These photos are of a segregated part (now called Aramesh town) of the Newside neighborhood in Ahvaz, Iran, which was handed over to the private sector after a controversial judicial process. The private sector, then, sold most of obtained houses to the affluent Ahvazi people to build villas of their taste there.

Newside is a neighborhood built around 80 years ago under the supervision of British architects to meet the housing needs of the National Iranian South Oil Company employees. The main feature of the architecture of this area is its extroversion. A democratic architecture that makes private and public spaces to be connected with each other. A feature that we have rarely seen in Iranian architecture, but in the Khouzestan province, due to NISOC housing, such construction has been very common and has many admirers. In addition, Newside is known for its amenities, good weather due to adequate urban green space, and good security due to the dedicated security force. Until recent years the architecture of newside remained the same as it was build.

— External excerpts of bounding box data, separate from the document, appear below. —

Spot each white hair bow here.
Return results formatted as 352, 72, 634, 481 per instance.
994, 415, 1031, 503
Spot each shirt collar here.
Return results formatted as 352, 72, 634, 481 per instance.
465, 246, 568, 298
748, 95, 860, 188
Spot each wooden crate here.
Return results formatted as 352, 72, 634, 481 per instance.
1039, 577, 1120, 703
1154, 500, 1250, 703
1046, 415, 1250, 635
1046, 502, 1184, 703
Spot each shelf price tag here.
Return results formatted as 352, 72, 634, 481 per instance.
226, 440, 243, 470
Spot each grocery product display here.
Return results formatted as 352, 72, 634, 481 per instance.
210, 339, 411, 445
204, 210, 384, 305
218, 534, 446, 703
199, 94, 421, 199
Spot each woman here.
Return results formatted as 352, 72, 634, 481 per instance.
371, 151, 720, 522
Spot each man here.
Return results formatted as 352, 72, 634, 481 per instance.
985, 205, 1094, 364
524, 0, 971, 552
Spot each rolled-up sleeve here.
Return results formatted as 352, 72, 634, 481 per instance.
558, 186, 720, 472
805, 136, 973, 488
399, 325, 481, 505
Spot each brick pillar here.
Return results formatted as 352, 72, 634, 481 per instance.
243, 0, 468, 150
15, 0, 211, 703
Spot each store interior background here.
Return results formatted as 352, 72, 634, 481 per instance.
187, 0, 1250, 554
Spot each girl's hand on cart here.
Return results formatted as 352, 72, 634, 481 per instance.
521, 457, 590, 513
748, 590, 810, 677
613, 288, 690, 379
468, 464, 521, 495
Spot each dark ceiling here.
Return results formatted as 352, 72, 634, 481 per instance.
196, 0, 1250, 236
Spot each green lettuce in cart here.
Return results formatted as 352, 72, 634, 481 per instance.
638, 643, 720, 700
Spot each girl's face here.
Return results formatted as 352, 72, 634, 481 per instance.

Following new constructions, many newcomers have installed visual barriers on their fence to prevent the inside of the house from being seen from the outside. Therefore, with this seemingly minor modification, the former democratic identity of this neighborhood has been lost. Though some efforts were made to preserve general identity of its previous architecture, as its core, its democratic quality,  has been attacked, we are facing a paralyzed and paradoxical architecture – let alone the other new crude decorations.

Althugh taste can be a reason, but the main reason behind the installation of this visual barrier may be more about an attempt to preserve private space than the taste or beliefs of the new inhabitants. In Iran, private space is subject to inspection and control and any action to be a little out of sight may brings peace. Many, especially the affluent, try to create a kind of privacy by buying houses far from the city center or villas in enclosed towns to be far from the eyes of authority. By sacrificing identity, harmony, beauty, and democracy, the installation of these visual barriers by newcomers in Aramesh town is a means to avoid the desired lifestyle expected by the authority and to have thier own lifestyle, if they could.